The Buddhists say ‘like attracts like.’ I know too many people who look like their pets not to believe them. It’s natural to move towards things we like and away from things we don’t, but these friendships based on physical similarity can be funnily unimaginative; a world of people basically looking to spend time with themselves – how unoriginal.
Before a drivers license friendships are based strictly on proximity. Pray you you grow up near a cool neighbor or least one with a pool. Then comes HighSchool where people size you up on the first day and that will be your identity and friend group for the next four years. You are a jock, skater, nerd, or headbanger; snide looks will herd you where you belong. Someone said to choose your friends for their looks and your enemies for their brains. I suggest foregoing enemies all together.

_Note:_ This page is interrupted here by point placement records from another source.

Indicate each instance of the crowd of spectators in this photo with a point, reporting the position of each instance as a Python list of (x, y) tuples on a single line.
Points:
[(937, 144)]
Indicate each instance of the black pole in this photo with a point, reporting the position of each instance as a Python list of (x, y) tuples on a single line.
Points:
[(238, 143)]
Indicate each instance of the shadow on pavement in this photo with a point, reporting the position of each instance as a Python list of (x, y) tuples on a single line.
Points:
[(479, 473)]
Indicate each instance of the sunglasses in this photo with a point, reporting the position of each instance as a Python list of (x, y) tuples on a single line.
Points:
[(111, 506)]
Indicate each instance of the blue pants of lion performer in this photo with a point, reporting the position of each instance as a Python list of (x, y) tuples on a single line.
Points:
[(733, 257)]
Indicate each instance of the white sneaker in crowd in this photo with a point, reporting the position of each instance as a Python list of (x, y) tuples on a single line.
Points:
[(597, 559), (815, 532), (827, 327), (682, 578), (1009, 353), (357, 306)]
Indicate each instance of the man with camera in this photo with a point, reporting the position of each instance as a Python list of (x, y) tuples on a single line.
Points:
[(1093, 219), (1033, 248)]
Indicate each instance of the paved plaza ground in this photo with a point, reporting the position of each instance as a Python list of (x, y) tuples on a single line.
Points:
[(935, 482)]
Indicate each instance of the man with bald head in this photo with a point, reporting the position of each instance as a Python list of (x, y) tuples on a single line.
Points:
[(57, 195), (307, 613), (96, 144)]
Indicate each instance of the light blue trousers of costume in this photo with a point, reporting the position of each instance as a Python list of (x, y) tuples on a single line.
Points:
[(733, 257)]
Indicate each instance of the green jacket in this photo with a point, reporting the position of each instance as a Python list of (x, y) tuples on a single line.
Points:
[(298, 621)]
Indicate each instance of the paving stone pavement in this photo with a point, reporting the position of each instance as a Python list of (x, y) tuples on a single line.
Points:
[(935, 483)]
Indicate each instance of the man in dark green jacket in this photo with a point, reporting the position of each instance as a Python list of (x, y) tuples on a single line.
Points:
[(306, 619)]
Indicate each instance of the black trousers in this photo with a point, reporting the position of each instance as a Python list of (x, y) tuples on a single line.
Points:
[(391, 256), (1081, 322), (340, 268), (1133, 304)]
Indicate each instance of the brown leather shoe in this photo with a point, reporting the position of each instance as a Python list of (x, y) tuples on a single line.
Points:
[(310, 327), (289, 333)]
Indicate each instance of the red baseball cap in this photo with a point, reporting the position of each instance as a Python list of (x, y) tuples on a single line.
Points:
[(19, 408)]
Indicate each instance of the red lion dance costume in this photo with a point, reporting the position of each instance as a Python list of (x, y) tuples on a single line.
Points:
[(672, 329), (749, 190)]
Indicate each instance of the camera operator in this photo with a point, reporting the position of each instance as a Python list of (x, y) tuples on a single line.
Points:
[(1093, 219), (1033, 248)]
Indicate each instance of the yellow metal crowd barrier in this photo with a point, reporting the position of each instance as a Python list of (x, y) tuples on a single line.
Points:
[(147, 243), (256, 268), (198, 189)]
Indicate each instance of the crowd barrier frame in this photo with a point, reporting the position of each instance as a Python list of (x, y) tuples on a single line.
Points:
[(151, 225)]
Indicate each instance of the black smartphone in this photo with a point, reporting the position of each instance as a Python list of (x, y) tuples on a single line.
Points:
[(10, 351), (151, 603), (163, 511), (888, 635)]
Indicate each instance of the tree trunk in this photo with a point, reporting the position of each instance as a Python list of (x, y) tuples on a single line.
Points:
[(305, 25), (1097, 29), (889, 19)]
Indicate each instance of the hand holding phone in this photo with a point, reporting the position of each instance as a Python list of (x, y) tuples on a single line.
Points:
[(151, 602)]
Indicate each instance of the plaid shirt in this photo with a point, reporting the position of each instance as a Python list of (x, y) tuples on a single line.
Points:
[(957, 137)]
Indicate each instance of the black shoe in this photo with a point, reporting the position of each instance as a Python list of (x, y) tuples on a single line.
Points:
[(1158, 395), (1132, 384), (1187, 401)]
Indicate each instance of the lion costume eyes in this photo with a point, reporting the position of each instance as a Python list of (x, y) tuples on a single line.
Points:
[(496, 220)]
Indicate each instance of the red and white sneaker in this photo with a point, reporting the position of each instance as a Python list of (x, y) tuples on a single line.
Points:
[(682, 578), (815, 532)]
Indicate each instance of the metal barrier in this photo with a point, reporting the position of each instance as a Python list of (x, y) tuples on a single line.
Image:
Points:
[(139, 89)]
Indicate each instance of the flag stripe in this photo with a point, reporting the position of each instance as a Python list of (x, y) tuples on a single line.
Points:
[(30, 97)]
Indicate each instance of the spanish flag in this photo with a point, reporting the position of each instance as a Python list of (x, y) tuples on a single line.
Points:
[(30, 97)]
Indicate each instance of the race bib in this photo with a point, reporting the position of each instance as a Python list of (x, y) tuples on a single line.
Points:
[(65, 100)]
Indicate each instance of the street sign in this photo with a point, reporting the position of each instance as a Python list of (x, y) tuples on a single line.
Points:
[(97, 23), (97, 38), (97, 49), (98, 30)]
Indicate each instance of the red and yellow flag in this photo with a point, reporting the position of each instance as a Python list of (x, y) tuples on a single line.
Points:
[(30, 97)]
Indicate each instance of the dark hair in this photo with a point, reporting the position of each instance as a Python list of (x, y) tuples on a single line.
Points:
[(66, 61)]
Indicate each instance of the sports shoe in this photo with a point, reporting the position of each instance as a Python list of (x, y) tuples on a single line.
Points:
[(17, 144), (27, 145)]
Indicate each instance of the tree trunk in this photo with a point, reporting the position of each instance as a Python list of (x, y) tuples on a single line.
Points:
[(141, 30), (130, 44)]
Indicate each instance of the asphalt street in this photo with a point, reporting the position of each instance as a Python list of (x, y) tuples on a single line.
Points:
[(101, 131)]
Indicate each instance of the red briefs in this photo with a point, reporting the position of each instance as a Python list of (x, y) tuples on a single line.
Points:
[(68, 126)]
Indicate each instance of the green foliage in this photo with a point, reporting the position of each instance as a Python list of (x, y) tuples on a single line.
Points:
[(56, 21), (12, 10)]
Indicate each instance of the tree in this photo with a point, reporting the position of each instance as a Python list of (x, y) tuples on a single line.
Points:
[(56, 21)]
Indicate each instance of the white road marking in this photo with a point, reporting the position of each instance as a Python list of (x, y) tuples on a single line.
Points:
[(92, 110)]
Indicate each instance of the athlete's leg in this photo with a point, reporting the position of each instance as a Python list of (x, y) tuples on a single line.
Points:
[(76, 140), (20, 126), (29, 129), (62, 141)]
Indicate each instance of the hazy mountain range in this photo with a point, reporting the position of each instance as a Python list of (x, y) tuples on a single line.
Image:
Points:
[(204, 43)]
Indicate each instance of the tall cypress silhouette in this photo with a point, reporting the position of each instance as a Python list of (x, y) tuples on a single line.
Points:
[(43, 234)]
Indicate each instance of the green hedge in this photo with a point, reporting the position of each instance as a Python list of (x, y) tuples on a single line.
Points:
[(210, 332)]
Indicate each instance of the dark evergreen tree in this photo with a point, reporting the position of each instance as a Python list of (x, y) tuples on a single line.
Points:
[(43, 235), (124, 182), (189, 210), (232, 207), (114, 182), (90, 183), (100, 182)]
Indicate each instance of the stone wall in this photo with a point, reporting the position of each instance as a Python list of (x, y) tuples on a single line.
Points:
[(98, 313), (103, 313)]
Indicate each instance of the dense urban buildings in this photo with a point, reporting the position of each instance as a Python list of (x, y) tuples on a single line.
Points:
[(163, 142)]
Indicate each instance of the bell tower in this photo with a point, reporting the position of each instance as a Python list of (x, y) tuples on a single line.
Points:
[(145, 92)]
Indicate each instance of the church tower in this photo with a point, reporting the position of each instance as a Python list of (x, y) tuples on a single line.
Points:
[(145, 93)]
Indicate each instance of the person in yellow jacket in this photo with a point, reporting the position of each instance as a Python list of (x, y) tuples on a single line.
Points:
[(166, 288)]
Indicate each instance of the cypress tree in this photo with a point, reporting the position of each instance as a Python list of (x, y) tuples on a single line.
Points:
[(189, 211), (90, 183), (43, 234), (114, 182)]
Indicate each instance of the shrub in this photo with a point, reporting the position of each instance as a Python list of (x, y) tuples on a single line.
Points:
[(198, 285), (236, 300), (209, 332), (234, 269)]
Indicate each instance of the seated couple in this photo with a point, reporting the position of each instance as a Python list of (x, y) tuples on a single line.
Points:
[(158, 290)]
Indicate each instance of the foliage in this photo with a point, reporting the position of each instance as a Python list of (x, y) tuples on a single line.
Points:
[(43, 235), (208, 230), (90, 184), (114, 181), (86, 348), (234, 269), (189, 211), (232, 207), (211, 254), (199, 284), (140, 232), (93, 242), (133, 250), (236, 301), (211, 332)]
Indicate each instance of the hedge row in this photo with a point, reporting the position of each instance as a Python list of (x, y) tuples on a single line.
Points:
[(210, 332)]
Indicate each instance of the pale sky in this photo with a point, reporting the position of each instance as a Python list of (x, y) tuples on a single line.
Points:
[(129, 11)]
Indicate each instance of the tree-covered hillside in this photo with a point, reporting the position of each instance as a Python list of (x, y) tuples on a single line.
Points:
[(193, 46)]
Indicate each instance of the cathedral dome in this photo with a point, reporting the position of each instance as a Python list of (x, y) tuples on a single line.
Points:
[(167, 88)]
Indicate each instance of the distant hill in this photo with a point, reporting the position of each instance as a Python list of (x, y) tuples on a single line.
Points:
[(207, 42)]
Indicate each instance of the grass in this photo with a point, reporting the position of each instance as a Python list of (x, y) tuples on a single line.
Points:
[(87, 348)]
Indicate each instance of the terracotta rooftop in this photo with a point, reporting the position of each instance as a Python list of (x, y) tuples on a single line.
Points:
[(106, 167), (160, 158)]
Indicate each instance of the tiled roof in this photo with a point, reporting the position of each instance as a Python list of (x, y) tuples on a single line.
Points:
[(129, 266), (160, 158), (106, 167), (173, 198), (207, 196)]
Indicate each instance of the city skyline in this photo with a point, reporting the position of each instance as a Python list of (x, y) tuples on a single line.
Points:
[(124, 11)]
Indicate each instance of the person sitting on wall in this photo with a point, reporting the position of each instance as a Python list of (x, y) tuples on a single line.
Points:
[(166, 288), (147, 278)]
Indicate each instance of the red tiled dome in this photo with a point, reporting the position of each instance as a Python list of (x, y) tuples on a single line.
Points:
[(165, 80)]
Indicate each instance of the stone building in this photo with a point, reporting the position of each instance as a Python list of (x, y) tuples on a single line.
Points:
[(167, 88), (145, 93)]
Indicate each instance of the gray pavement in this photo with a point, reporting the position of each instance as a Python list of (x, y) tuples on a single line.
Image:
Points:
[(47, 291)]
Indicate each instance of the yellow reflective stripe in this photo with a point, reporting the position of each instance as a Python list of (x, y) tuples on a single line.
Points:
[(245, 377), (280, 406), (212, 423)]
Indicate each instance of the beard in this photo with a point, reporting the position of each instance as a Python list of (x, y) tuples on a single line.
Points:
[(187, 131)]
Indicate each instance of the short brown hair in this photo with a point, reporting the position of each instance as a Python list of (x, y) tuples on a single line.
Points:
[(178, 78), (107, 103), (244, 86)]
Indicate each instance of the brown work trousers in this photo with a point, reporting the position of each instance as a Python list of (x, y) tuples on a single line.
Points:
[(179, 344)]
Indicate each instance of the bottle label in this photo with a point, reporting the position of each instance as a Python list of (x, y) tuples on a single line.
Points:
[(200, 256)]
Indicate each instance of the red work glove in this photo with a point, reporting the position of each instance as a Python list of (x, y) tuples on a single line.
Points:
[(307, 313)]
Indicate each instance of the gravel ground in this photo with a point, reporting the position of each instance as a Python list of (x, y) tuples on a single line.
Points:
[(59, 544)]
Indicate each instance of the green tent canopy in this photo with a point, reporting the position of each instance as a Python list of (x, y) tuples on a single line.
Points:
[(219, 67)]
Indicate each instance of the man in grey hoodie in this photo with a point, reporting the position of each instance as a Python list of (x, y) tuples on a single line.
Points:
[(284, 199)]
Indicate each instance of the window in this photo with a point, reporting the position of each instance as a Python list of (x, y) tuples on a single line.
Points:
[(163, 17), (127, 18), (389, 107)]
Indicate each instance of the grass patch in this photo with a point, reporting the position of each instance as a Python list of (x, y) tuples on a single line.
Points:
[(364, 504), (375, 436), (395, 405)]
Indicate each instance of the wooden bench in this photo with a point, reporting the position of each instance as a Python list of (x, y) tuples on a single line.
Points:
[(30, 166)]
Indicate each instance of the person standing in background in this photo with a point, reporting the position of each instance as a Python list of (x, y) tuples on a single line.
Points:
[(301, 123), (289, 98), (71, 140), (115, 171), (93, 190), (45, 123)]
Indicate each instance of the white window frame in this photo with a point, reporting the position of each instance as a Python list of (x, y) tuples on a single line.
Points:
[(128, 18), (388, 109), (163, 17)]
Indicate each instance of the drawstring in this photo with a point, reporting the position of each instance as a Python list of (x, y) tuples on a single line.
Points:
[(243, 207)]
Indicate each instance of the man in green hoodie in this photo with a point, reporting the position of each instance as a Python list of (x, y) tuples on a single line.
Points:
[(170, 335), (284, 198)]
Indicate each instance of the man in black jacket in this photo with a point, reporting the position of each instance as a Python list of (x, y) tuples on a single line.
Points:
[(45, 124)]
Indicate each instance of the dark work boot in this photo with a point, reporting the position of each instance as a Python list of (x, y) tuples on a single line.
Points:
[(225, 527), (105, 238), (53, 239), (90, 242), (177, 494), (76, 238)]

For me friendships are a mutual agreement that while we’re together, whether by proximity or interest, you have my back and I have yours. And unless you kick my dog (who looks like me) we will be friends forever.
It is a love of art that brings me together with my new friend Chaltin.
Chaltin wears a mustard-yellow coat, big sun-glasses, and dark long hair. In my memories she always wears this coat, but the image is apocryphal, she has several coats.
Out of a sun-shower we run into the safety of the museum. She is dripping in thoughts, distant and aloof as a cool French movie. The ‘coolness’ though is broken easily with a laugh and we continue together thru the galleries pass the swashbuckling N.C.’s and up to Andrew’s secret Helga’s. It is early in our cultural adventures together and I’m so happy today to introduce her to the Brandywine River Museum.
Chaltin is a master egg tempera painter and computer programmer.
We meet in grad school and continue a long distance friendship after graduation. I think we recognize the only child in each other. We will see all the big art exhibits that come to town, one of our favorites being the Matisse Cut-Outs Exhibit at MOMA in 2015.
The goal of this blog, to see 101 operas, would never be possible without Chaltin’s friendship. Not even remotely possible.
I visit her new pad in Manhattan for the first time to see three amazing exhibits at the Metropolitan Museum of Art: Michelangelo’s drawings, a Hockney retrospective, and… I guess it was two amazing exhibits and one I don’t quite remember. It might have been Gauguin, but that seems impossible that one museum could have all three at once.
The Metropolitan Opera turns out to be not too far from her place so I disappear for two hours to see Pagliacci.
I ask her curiously one day, much later, when beginning this blog, “Why didn’t you see all the early operas with me?” She says, “I didn’t want to impose.” I say, “Impose? I just assumed you didn’t like opera.” We laugh. We could both probably learn to communicate better with each other.
Eventually we will see soooo many operas together, maybe even a 101.